What I found fascinating about several of these chapters like quantitative vs. qualitative and industry vs. academe is that they can apply to many different industries and not just software. How many times has quantitative reasoning been used in business only to fail miserably in the hands of MBAs? How can academe differ so much from practice (like getting your Juris Doctorate compared to really practicing law)? These chapters are a plethora of interesting ideas that many of these chapters can be discussed at length (imagine the length of the review if we tried) and one fault (that has already been mentioned by several reviewers) is that some of the topics need more discussion.
The second part deals with making creativity happen. I feel this is such a difficult thing to do in large organizations since it involves a paradigm shift in thinking, but it is a must for small companies. The third part deals with creativity in other fields and the fourth is the conclusion. And to give away the ending his thoughts can be summed up as "...is that our one-size-fits-all approach is wrong. No, it is worse than that. It is WRONG!" The one question that remains is how do you change a practitioner's mind that already has all the answers?
I never read the original book; I did not get into Glass's writing until I received as a gift Glass's Facts and Fallacies of Software Engineering and became enthralled with his pragmatic point of view. That laconic work got me interested in his writings and when d.* brought out this book I bought it immediately. Software Creativity is not as well known as Frederick Brook Jr's masterpiece "Mythical Man Month" or Edward Yourdon's "Death March" (and many others) but it is such a great read that anyone involved in software can benefit from this book. I am biased though. After years of "software development" I have found it to be a very challenging and rewarding endeavor that does benefit from structured creativity. Apparently Robert Glass feels this way too.

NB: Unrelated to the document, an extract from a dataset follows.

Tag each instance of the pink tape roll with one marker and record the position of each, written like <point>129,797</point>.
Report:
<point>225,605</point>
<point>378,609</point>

At times a bit too repeaty (seemingly due to the essays being written separately and so an introduction may briefly summarise the concepts just talked about in depth), abstract, humble, and open ended (e.g. to paraphrase: "here's a dichotomy, I don't know how to solve it and I'm not sure anyone else will soon find out either"). Also, I found some of the dichotomies presented to be false ones. Most notably the way process vs product was presented made it more about this particular process vs product. On the other hand a lot of interesting literature and research was covered and talked about. And I hope my mind is now better primed to deal with the inevitable facing of at least one of the conflicting pairs presented in the book. Even if not consciously aware of it.
Very interesting look into the art & craft of software development. Should be required reading for the junior level develop who wants to transcend the divide and become a much better developer. Has great insights into the 'why' & 'what' of developing software, something most software books (and developers) frequently miss.
Software Creativity 2.0, by Robert L. Glass. Lots of insight into the dilemma of free-wheeling vs. disciplined development processes. Some excess padding, but a good read for IT programmers, managers, and directors.